Uma personagem presunçosa: Morte na Rua Hickory, de Agatha Christie

Por Jean Pierre Chauvin, professor da Escola de Comunicações e Artes (ECA) da USP

 04/01/2024 - Publicado há 11 meses

[…] a maioria dos estudantes já estava sentada quando a Sra. Hubbard desceu de seus aposentos seguida por um senhor baixo, já idoso, com duvidosos cabelos pretos e
um bigode de dimensões absurdas, em que fazia floreios com satisfação.
(Morte na Rua Hickory, cap. IV)

Na maioria dos romances policiais de Agatha Christie, duas costumam ser as motivações que induzem seus narradores e personagens a cometer crimes:

(1) o fator pecuniário e
(2) o elemento passional.

Nos atos torpes relacionados ao primeiro tipo, incluem-se disputas por herança, pedidos de empréstimos malsucedidos, lucros interrompidos e chantagens. Na segunda categoria estão o receio do assassino ter a verdadeira identidade reconhecida pelas autoridades; a reação descompensada como fruto do ciúme; a interdição de um desejo intenso.
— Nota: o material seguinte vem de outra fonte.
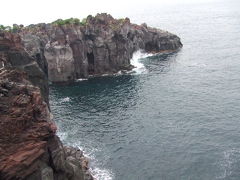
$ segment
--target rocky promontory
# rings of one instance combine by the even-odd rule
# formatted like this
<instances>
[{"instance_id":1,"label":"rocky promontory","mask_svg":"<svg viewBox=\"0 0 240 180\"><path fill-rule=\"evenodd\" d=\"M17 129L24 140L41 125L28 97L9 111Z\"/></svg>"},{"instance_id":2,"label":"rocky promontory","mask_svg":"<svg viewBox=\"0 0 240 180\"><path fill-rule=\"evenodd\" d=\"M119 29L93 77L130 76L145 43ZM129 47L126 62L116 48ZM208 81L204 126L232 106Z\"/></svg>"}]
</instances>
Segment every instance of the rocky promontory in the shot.
<instances>
[{"instance_id":1,"label":"rocky promontory","mask_svg":"<svg viewBox=\"0 0 240 180\"><path fill-rule=\"evenodd\" d=\"M0 179L93 180L82 151L56 130L44 72L18 35L0 32Z\"/></svg>"},{"instance_id":2,"label":"rocky promontory","mask_svg":"<svg viewBox=\"0 0 240 180\"><path fill-rule=\"evenodd\" d=\"M108 14L0 30L0 179L93 180L82 151L56 135L48 82L131 70L137 50L181 47L174 34Z\"/></svg>"},{"instance_id":3,"label":"rocky promontory","mask_svg":"<svg viewBox=\"0 0 240 180\"><path fill-rule=\"evenodd\" d=\"M88 16L84 22L30 25L18 33L26 51L53 83L131 70L130 59L140 49L158 53L182 47L174 34L105 13Z\"/></svg>"}]
</instances>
É curioso que, na produção da autora, os crimes da segunda categoria sejam mais raros que os relativos à primeira.

Particularmente em Morte na Rua Hickory (publicado originalmente como Hickory, Dickory, Dock em 1955), parece haver uma combinação de ambas as motivações, pois a investigação revela tanto aspectos financeiros quanto elementos de natureza psicológica e emocional. O enredo transcorre a maior parte do tempo no interior da moradia que ocupa os números 24 e 26 da Rua Hickory. Trata-se de uma pensão para estudantes onde passam a acontecer furtos de objetos variados, mas também gestos de maior violência, como uma mochila ser feita em pedaços.

Desde as páginas iniciais, a personagem que mais chama atenção é Nigel Chapman, descrito pela narradora e pelas demais personagens como um sujeito impertinente e infantil, que costumava desafiar o bom senso e se especializara em recriminar os outros hóspedes. Um dos capítulos mais significativos é o décimo, situado aproximadamente na metade do livro. Durante a entrevista conduzida pelo inspetor Sharpe, Nigel se esquiva das perguntas, calando defeitos e afetando virtudes que não possui.

Dito em outras palavras, ele é capaz de simular qualidades e dissimular defeitos, ou seja, afetar racionalidade e esconder o que de fato sente. O contraponto de Nigel Chapman é Sally Finch, a primeira dentre as pessoas interrogadas a sugerir que o assassinato da colega Celia Austin teria sido induzido pelo fato de ela saber algo impublicável sobre alguém que coabitava a pensão.

O individualismo dos estudantes, combinado ao contraste que há entre eles, sugere que em Morte na Rua Hickory não é tanto a energia e a vitalidade dos jovens que deveríamos levar em conta, mas a falta de solidariedade entre seres que dividem a moradia. Nesse romance de Madame Christie, o estudo sobre essas complexas e variadas personalidades importa tanto ou mais que a resolução dos crimes por Hercule Poirot.

Talvez o único ponto em comum aos pensionistas seja o fato de a postura narcísica e perversa do assassino contaminar a atmosfera do lugar, submetendo todas as personagens a um regime de terror.